Headline.co.id, Menjelang Musim Mudik Lebaran ~ perhatian terhadap penyakit menular seperti campak kembali meningkat. Di Daerah Istimewa Yogyakarta (DIY), kasus campak dilaporkan mengalami peningkatan. Kepala Bidang Pencegahan dan Pengendalian Penyakit Dinas Kesehatan DIY, dr. Ari Kurniawati, mengungkapkan bahwa hingga minggu ke-9 tahun 2026, terdapat 73 kasus campak terkonfirmasi. Angka ini meningkat sekitar 5,6 kali lipat dibandingkan periode yang sama tahun sebelumnya, dengan kasus terbanyak terjadi pada anak usia 2-9 tahun.
Dr. Ari juga menyoroti bahwa sebagian kasus terjadi pada bayi di bawah sembilan bulan yang belum cukup umur untuk mendapatkan imunisasi. Hal ini disampaikan dalam talkshow TropmedTalk bertajuk “Kasus Campak Naik Jelang Mudik, Haruskah Kita Panik?” yang diadakan secara daring oleh Pusat Kedokteran Tropis (PKT) UGM pada Selasa (17/3).
Dosen Departemen Ilmu Kesehatan Anak FK-KMK UGM, dr. Ida Safitri Laksanawati, Sp.A(K), menekankan bahwa kerentanan terhadap campak tidak hanya menyerang anak-anak, tetapi juga orang dewasa. Ia menekankan pentingnya kelengkapan dosis vaksin kombinasi Measles and Rubella (MR). Meskipun cakupan vaksinasi dosis pertama di DIY tinggi, yakni di atas 95%, cakupan untuk dosis kedua masih di angka 90%. “Ini menjadi alarm bagi kita.
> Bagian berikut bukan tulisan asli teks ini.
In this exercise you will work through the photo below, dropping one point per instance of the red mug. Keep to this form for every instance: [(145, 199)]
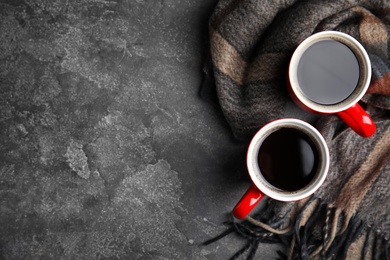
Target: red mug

Ketika cakupan MR2-nya tidak optimal, dalam rentang waktu lima tahun ke depan, kadar antibodi orang yang sudah divaksinasi tersebut akan menurun signifikan,” ujar dr. Ida.
Dr. Ida mengimbau masyarakat untuk tidak panik, tetapi meningkatkan kewaspadaan dengan persiapan matang. Ia menyarankan pemudik untuk mempertimbangkan risiko sebelum bepergian, terutama jika bepergian dengan anggota keluarga yang berisiko seperti bayi usia 6 bulan yang belum divaksin. “Kalau tidak begitu penting, jangan diajak berkerumun,” tambahnya.
Sementara itu, dr. Risalia Reni Arisanti, MPH, dari Departemen Biostatistik, Epidemiologi dan Kesehatan Populasi FK-KMK UGM, mengungkapkan bahwa penularan sering kali terjadi tanpa disadari dalam lingkup keluarga. Gejala awal campak yang mirip dengan penyakit lain, seperti demam berdarah, seringkali membuat masyarakat tidak curiga sehingga penanganan medisnya kurang tepat. Ia mengimbau masyarakat agar lebih peka dan segera memakai masker serta membatasi interaksi jika merasa tidak enak badan untuk mencegah penularan.